El exjugador del Barcelona también trasladó su mentalidad competitiva al mundo empresarial. Se involucra en decisiones operativas, desde degustaciones de menú hasta el diseño de los locales. “Me gusta conocer a los empleados y participar en todo lo que puedo”, señaló.
Su experiencia financiera no estuvo exenta de errores. Reconoció que en sus inicios realizó inversiones que no resultaron, pero destacó que aprendió a seleccionar mejor sus proyectos y a rodearse de personas de confianza.
Otro eje de su actividad es la Ciudad Deportiva LS, un complejo en Uruguay con miles de socios, y el crecimiento del Deportivo LSM, que ya logró ascender de categoría.

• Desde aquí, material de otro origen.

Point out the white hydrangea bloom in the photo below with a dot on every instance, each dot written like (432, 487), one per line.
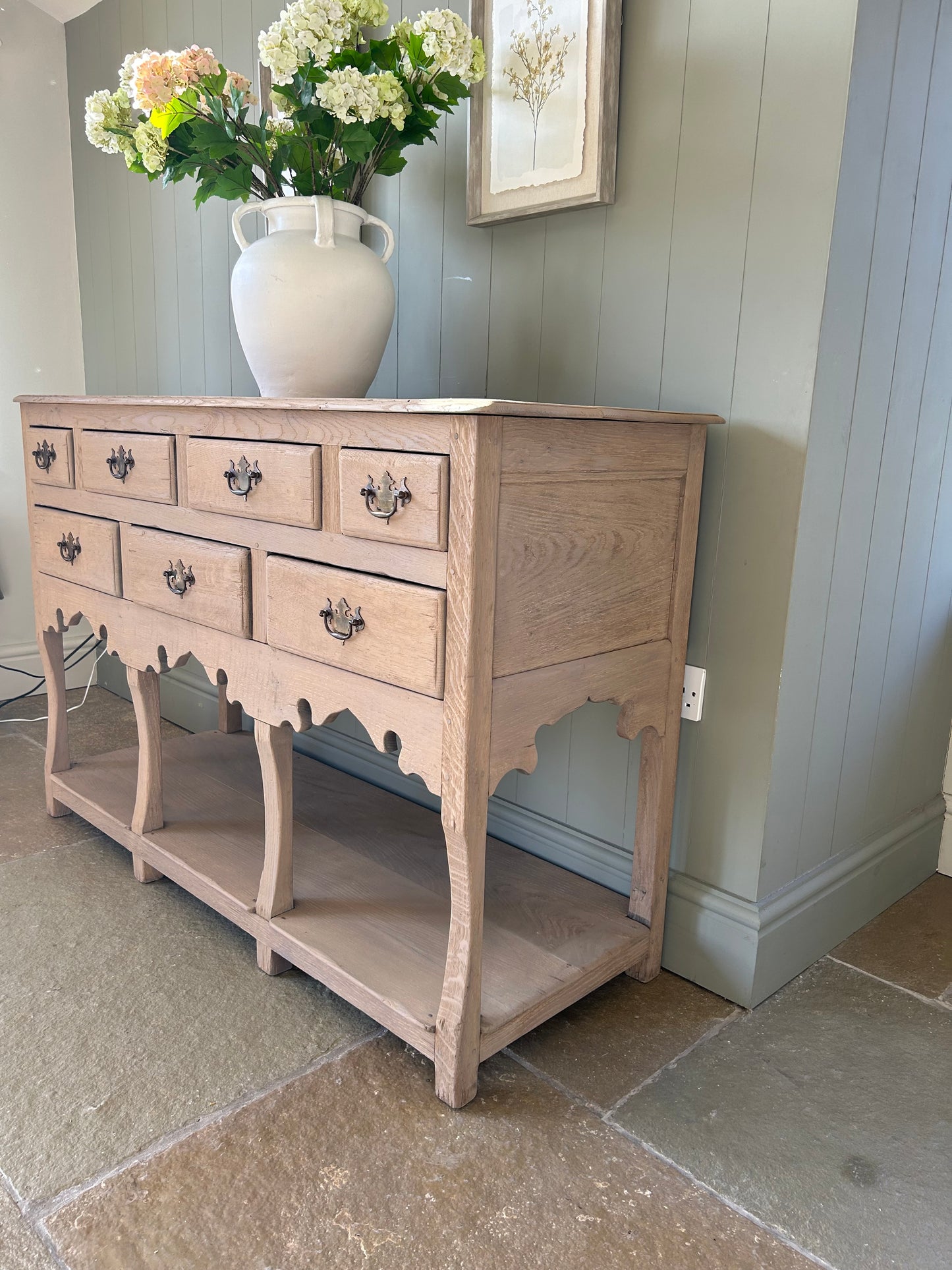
(306, 28)
(152, 145)
(450, 42)
(107, 111)
(349, 96)
(367, 13)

El objetivo a largo plazo es competir en la Copa Libertadores.

En lo personal, Suárez asegura que su historia de vida sigue marcando su forma de gestionar el dinero y educar a sus hijos. “No hay nada más importante que cuidar lo propio”, afirmó, en una definición que sintetiza su filosofía tanto en el deporte como en los negocios.
El caso de Suárez refleja una tendencia creciente entre deportistas de élite: diversificar ingresos y construir empresas sostenibles más allá de la carrera deportiva. Su holding gastronómico, en expansión constante, se posiciona como uno de los ejemplos más sólidos en el mercado europeo.